State ex rel. Lippincott v. City of Spokane

44 Wash. 688 | Wash. | 1906

Rudkin, J.

This ivas an application for a writ of mandamus against the city of Spokane and its treasurer. The facts upon which the application was based are as follows: For some time prior to the 23d day of January, 1903, the relator was the owner of lot 1 of block 32 of Railroad Addition to the city of Spokane. The city claimed liens against the property for delinquent taxes for the year 1892, for the Howard street sewer improvement and for the Second street sewer and grade improvement, the validity of which was denied by the relator. On the above date an action was commenced in the superior court of Spokane county by the city of Spokane, against the relator, and others, to foreclose the lien of the Second street sewer and grade assessment. On the 18th day of June, 1904, a compromise was arranged through the attorneys representing the city and the relator, whereby it Avas agreed that, upon the payment of the sum of $173.79 into court by the relator, the pending action should be dismissed, and that said sum should be received by the city in full payment and satisfaction of all liens and assessments against the property, and a written stipulation was prepared in conformity with this agreement. On the same date an order was entered by the court, reciting the stipulation and the payment of the $173.79 pursuant to its-terms, *690and directing the city to cancel upon its records all taxes and assessments against the property. The city of Spokane and its treasurer have refused to cancel the taxes and assessments as directed by the court. The answer admits all the allegations of the petition, except the averment that the taxes and assessment were invalid, and alleges affirmatively that the corporation counsel of the city had no authority to enter into the stipulation or to confess the judgment as rendered. The court sustained a demurrer to this affirmative defense, and the defendants declining to plead further, a peremptory writ of mandate was directed to issue as prayed. From this order the defendants have appealed.

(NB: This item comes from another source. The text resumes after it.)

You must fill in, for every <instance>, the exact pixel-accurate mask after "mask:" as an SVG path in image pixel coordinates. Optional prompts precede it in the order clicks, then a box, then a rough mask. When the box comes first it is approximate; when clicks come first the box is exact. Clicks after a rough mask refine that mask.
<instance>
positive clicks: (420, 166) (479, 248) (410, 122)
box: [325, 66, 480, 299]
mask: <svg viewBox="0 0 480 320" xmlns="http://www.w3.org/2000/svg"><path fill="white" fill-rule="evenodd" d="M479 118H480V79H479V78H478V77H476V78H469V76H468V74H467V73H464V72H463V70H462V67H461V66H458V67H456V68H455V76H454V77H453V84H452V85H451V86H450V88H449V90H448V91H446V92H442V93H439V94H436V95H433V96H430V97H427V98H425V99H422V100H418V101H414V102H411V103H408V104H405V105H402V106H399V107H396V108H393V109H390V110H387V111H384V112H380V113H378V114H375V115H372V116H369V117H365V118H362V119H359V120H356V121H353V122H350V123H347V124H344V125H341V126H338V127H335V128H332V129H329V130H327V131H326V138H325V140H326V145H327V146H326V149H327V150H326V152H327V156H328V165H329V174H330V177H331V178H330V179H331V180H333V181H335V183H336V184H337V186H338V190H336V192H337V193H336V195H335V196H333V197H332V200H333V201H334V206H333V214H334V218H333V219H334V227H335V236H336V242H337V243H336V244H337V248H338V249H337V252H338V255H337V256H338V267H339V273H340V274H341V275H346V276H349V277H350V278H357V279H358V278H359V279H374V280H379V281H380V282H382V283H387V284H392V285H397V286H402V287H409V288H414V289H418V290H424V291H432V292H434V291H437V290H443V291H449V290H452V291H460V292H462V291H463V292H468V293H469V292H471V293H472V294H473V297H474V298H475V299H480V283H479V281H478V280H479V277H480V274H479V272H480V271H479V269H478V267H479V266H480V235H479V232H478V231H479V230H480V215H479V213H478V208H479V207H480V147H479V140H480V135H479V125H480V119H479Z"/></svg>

The appellants contend, first, that the court was without jurisdiction to cancel taxes or assessments not involved in the action in which the foregoing stipulation was filed; and second, that the corporation counsel had no authority to enter into the stipulation or to confess the judgment, in so far as taxes and assessments not involved in the pending action were concerned. We do not think that these defenses are available to the appellants at this time. The appellants cannot claim under the judgment and in opposition to the judgment. They cannot accept the fruits of the stipulation and, at the same time, deny the authority of the officer who entered into the stipulation. As soon as the city discovered that its corporation counsel had compromised the taxes, entered into the stipulation, and confessed a judgment partly in its favor and partly against its interest, two courses were open to it. It might refund the money paid and move against the judgment, or it might ratify and confirm what had been done. It could not ratify in part and reject in part; and having received the money paid under the stipulation and judgment, it is bound by its election, and will not now be heard to question either the authority of its officer or the validity of the judgment under which the money was paid and received.

*691There is no error in the record and the judgment is affirmed.

Mount, C. J., Fullerton, Hadley, Dunbar, and Crow, JJ., concur.